Abstract
Purpose
4D ultrasound imaging of the fetal heart relies on reconstructions from B-mode images. In the presence of fetal motion, current approaches suffer from artifacts, which are unrecoverable for single sweeps.
Methods
We propose to use many sweeps and exploit the resulting redundancy to automatically recover from motion by reconstructing a 4D image which is consistent in phase, space, and time. An interactive visualization framework to view animated ultrasound slices from 4D reconstructions on arbitrary planes was developed using a magnetically tracked mock probe.
Results
We first quantified the performance of 10 4D reconstruction formulations on simulated data. Reconstructions of 14 in vivo sequences by a baseline, the current state-of-the-art, and the proposed approach were then visually ranked with respect to temporal quality on orthogonal views.
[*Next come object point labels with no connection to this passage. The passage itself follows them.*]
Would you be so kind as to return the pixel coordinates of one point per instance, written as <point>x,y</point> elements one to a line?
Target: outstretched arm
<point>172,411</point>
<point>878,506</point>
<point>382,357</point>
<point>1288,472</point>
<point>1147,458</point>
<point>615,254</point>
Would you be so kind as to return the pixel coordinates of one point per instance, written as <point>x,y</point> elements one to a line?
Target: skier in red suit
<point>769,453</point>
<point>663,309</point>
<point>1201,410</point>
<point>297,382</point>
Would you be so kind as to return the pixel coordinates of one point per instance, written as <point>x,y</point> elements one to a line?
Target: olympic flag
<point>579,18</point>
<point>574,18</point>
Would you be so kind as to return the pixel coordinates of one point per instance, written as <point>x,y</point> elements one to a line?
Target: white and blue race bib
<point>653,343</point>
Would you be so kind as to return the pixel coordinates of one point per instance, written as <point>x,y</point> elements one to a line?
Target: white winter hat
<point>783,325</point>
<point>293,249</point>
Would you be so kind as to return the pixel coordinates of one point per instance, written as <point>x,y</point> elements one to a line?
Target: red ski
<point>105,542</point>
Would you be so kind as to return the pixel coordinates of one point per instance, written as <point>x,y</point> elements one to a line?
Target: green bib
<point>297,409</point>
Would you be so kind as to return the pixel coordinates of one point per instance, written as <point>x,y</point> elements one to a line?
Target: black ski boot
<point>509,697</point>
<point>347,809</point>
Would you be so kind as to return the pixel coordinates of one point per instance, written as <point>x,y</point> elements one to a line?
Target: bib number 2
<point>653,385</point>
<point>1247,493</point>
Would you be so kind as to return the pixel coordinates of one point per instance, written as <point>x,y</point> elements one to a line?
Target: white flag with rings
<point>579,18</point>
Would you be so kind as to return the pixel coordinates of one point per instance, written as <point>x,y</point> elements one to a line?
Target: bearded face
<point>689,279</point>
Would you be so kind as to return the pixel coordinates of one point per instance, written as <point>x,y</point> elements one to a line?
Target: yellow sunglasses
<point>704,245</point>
Rankings from 5 observers showed that the proposed 4D reconstruction approach significantly improves temporal image quality in comparison with the baseline. The 4D reconstructions of the baseline and the proposed methods were then inspected interactively for accessibility to clinically important views and rated for their clinical usefulness by an ultrasound specialist in obstetrics and gynecology. The reconstructions by the proposed method were rated as 'very useful' in 71% and were statistically significantly more useful than the baseline reconstructions.
Conclusions
Multi-sweep fetal heart ultrasound acquisitions in combination with consistent 4D image reconstruction improves quality as well as clinical usefulness of the resulting 4D images in the presence of fetal motion.